AWS Identity and Access Management Flashcards
What is IAM?
AWS Identity and Access Management (IAM) is a web service that helps you securely control access to AWS resources.
What can you control with IAM?
You use IAM to control who is authenticated (signed in) and authorized (has permissions) to use resources.
What does IAM make it easy to do?
IAM makes it easy to provide multiple users secure access to AWS resources.
How is the IAM set up process?
When you first create an AWS account, you begin with a single sign-in identity that has complete access to all AWS services and resources in the account.
This identity is called the AWS account root user and is accessed by signing in with the email address and password that you used to create the account.
What can IAM be used to manage?
IAM can be used to manage:
Users. Groups. Access policies. Roles. User credentials. User password policies. Multi-factor authentication (MFA). API keys for programmatic access (CLI).
What features does IAM provide?
IAM provides the following features:
Shared access to your AWS account. Granular permissions. Secure access to AWS resources for application that run on Amazon EC2. Multi-Factor authentication. Identity federation. Identity information for assurance. PCI DSS compliance. Integrated with may AWS services. Eventually consistent. Free to use.
What are the ways that you can interact with IAM?
You can work with AWS Identity and Access Management in any of the following ways:
AWS Management Console.
AWS Command Line Tools.
AWS SDKs.
IAM HTTPS API.
What access do new users have by default?
By default new users are created with NO access to any AWS services – they can only login to the AWS console.
Permission must be explicitly granted to allow a user to access an AWS service.
What is an IAM user?
IAM users are individuals who have been granted access to an AWS account.
They are an entity that represents a person or service.
What can you assign to IAM User?
Can be assigned:
An access key ID and secret access key for programmatic access to the AWS API, CLI, SDK, and other development tools.
A password for access to the management console.
What are the three components of IAM users?
Each IAM user has three main components:
A username.
A password.
Permissions to access various resources.
You can apply granular permissions with IAM.
What individual security credentials can you assign to users?
You can assign users individual security credentials such as access keys, passwords, and multi-factor authentication devices.
What is IAM not used for?
IAM is not used for application-level authentication.
What can Identify Federations be configured to do?
Identity Federation (including AD, Facebook etc.) can be configured allowing secure access to resources in an AWS account without creating an IAM user account.
Who can MFA be enabled for?
Multi-factor authentication (MFA) can be enabled/enforced for the AWS account and for individual users under the account.
What does MFA use?
MFA uses an authentication device that continually generates random, six-digit, single-use authentication codes.

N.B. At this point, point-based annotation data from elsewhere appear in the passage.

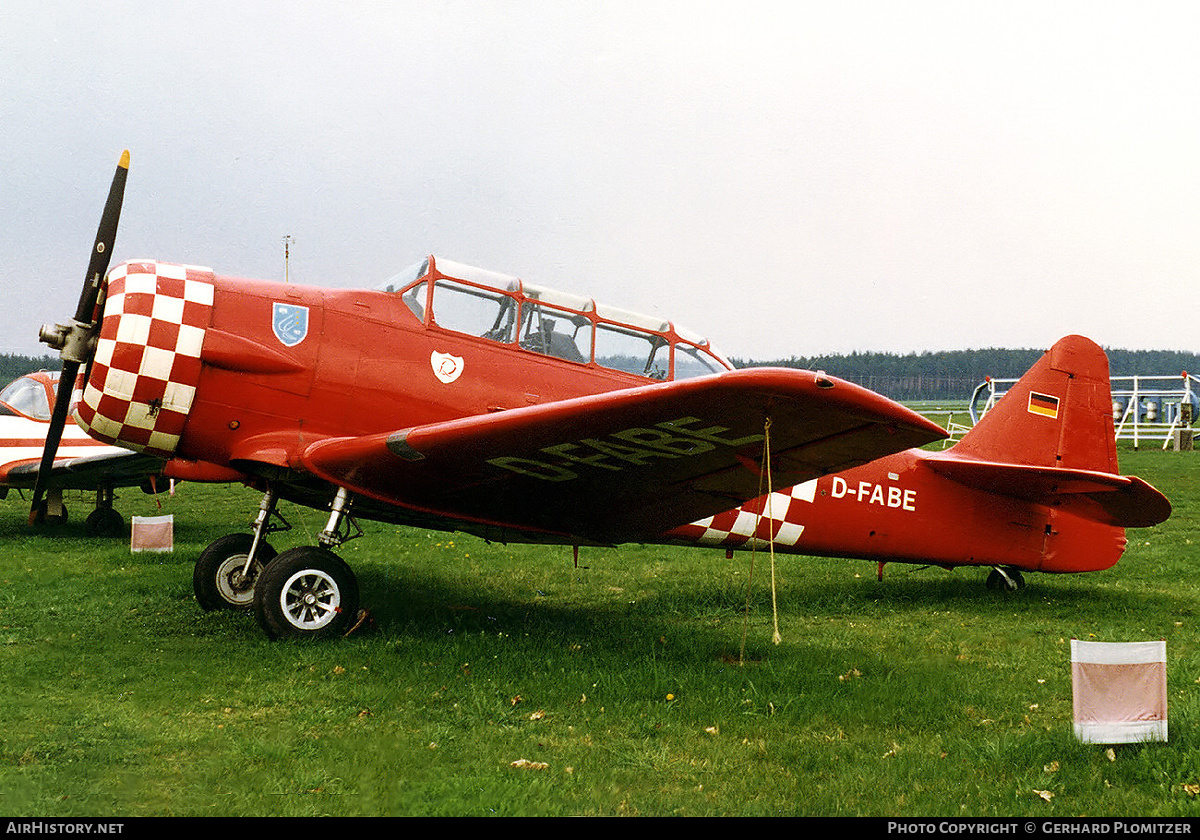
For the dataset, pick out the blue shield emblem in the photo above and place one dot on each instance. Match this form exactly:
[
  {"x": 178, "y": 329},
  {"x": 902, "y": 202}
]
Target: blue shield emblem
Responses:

How can you authenticate using an MFA device?
You can authenticate using an MFA device in the following two ways:
Through the AWS Management Console – the user is prompted for a user name, password, and authentication code.

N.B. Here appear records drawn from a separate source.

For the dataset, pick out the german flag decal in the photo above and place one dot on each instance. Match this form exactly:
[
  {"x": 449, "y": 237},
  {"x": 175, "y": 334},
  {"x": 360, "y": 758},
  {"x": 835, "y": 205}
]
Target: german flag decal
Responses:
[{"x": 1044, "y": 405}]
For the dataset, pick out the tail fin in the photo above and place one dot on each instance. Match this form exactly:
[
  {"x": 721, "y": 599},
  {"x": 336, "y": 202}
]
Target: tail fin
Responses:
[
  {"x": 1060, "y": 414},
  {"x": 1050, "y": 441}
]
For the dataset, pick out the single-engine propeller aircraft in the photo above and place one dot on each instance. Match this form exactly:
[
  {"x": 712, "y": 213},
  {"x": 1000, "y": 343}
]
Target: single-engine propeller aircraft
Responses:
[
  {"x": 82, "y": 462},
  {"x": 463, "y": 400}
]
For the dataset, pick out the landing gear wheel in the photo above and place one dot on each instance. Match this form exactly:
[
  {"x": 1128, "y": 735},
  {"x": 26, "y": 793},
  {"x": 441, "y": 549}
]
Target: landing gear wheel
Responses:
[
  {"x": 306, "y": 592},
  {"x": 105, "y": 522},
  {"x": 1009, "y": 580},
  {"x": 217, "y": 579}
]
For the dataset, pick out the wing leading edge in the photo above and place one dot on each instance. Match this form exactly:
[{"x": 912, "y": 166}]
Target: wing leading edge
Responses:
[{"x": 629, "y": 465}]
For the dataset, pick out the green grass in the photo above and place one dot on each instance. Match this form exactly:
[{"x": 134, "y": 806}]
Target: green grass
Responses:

Using the AWS API – restrictions are added to IAM policies and developers can request temporary security credentials and pass MFA parameters in their AWS STS API requests.
Using the AWS CLI by obtaining temporary security credentials from STS (aws sts get-session-token).
What is the best practice for MFA on the root account?
It is a best practice to always setup multi-factor authentication on the root account.
Is IAM universal?
IAM is universal (global) and does not apply to regions.
Does IAM replicate data across the world?
IAM replicates data across multiple data centers around the world.
What is the root account?
The “root account” is the account created when you setup the AWS account.
It has complete Admin access and is the only account that has this access by default.
It cannot be restricted.
What is best practice for root account?
It is a best practice to avoid using the root account for anything other than billing.
Don’t use the root user credentials.
Don’t share the root user credentials.
Create an IAM user and assign administrative permissions as required.
Enable MFA.
What access does power user have ?
Power user access allows all permissions except the management of groups and users in IAM.
What consists of temporary security credentials?
Temporary security credentials consist of the AWS access key ID, secret access key, and security token.
What can IAM do with temporary security credentials?
IAM can assign temporary security credentials to provide users with temporary access to services/resources.
What must you provide to sign in to AWS?
To sign-in you must provide your account ID or account alias in addition to a user name and password.
What is a console password?
Console password:
A password that the user can enter to sign in to interactive sessions such as the AWS Management Console.
You can allow users to change their own passwords.
You can allow selected IAM users to change their passwords by disabling the option for all users and using an IAM policy to grant permissions for the selected users.